Perhaps you think I am exaggerating in my assessment of others’ attitudes toward my coloring and facial features. Let me tell you a little story.
I had just graduated from college and moved in with my buddy Hank, who had all the fine features of a porcelain doll, with flowing blonde hair and pale blue eyes. I’d had a few small art shows in LA and Santa Barbara, and left a number of little books with my contact information at the cafes and galleries where my work was hung. One day I received a long letter from a woman who had been particularly moved by one of my drawings. Wow, my first fan mail! I wrote back to her, and was surprised to get another letter a few days later. This began a long correspondence, which took on the tone of friendship, and I looked forward to getting letters from my mystery pen pal. Once, she asked me to send her a picture, and I drew her a small cartoon of myself smoking a cigarette. When I told her I was going to be taking the bus to Santa Barbara for my brother’s graduation, she offered to pick me up from the station. We talked on the phone several times to sort things out, and Hank and I were both nervous but excited when we boarded the Greyhound. What if she’s cool and we have a new friend? What if she’s a psychotic ax murderer?
It was dark when we arrived at the bus station, and there was hardly anyone there. We looked around and saw a car of the description we were given sitting alone in the parking lot. As we walked toward it, a woman jumped out and came running towards us, calling my name. I raised my hand in greeting, which she ignored as she dashed past me to fling her arms around Hank. It was an awkward moment as I explained that, actually, we were the other way around, and I was unprepared for the look of shock and confusion on her face. We got into her car, but she was visibly agitated. As we drove around she became more and more upset. Finally, I asked her,” Is something the matter?” At that, she burst into tears and cried, “I thought you were going to be white!” Then, instead of taking us to her house as planned, she dumped us at the doorstep of an unsuspecting acquaintance of hers, who was frightened awake by our arrival in the middle of the night, but gracious enough to set us up on her pull-out couch as our erstwhile host fled into the darkness, never to be heard from again.

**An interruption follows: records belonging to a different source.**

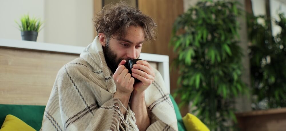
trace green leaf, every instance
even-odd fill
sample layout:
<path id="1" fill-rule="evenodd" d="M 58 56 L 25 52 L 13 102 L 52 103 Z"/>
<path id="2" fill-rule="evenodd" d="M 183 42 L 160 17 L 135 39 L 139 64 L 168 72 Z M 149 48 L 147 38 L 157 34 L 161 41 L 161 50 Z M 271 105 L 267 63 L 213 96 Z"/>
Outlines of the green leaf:
<path id="1" fill-rule="evenodd" d="M 204 32 L 202 38 L 203 39 L 203 41 L 204 42 L 206 42 L 206 37 L 207 35 L 207 31 L 206 30 L 206 29 L 205 28 L 204 28 Z"/>
<path id="2" fill-rule="evenodd" d="M 200 86 L 200 73 L 198 73 L 196 75 L 196 88 L 198 89 Z"/>
<path id="3" fill-rule="evenodd" d="M 200 94 L 202 94 L 202 91 L 201 90 L 200 91 L 198 92 L 198 94 L 196 95 L 196 97 L 195 97 L 194 100 L 193 102 L 192 105 L 193 106 L 196 106 L 197 105 L 197 104 L 198 103 L 198 102 L 200 100 Z"/>
<path id="4" fill-rule="evenodd" d="M 235 123 L 237 123 L 237 120 L 236 119 L 236 117 L 235 116 L 235 115 L 234 113 L 231 110 L 230 110 L 229 112 L 229 114 L 231 116 L 231 117 L 232 118 L 233 120 L 233 121 L 234 121 L 235 122 Z"/>
<path id="5" fill-rule="evenodd" d="M 191 65 L 191 59 L 192 57 L 192 51 L 191 49 L 189 49 L 187 53 L 186 58 L 185 58 L 185 62 L 187 65 Z"/>
<path id="6" fill-rule="evenodd" d="M 237 97 L 237 91 L 236 90 L 236 89 L 234 86 L 231 87 L 231 90 L 232 90 L 233 93 L 233 94 L 235 96 Z"/>
<path id="7" fill-rule="evenodd" d="M 223 89 L 223 94 L 224 98 L 225 99 L 227 97 L 227 87 L 225 85 L 223 84 L 221 87 Z"/>
<path id="8" fill-rule="evenodd" d="M 229 48 L 229 47 L 227 45 L 227 44 L 224 44 L 223 46 L 225 51 L 229 55 L 231 56 L 232 55 L 231 51 L 231 49 Z"/>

I don’t think of myself as white, but I don’t particularly think of myself as anything else, either. While strangers might approach me with attitudes ranging from curiosity to hostility, friends who know me well tend to forget that any of my ethnic origins differ from theirs. For much of my life, most people I met had barely heard of half the places my DNA traces back to, while the places they had heard of were often the butt of crude jokes. Ironically, I was way more foreign in those distant countries, where I got giggled at constantly for being fat and pink compared to all the lean, brown children who were purported to be my relatives. I dissociated from those places at a very early age, and never more than when I had to stay there did I identify with being an American. Living in Indonesia at age nine, I was so homesick that I taught my little brother all the patriotic songs I had learned in Mrs. Smith’s class in the 3rd grade, and tape recorded us singing them and saying the Pledge of Allegiance. It trips me out to think that the only other person I’ve heard of who might truly understand how I felt back then ended up becoming President.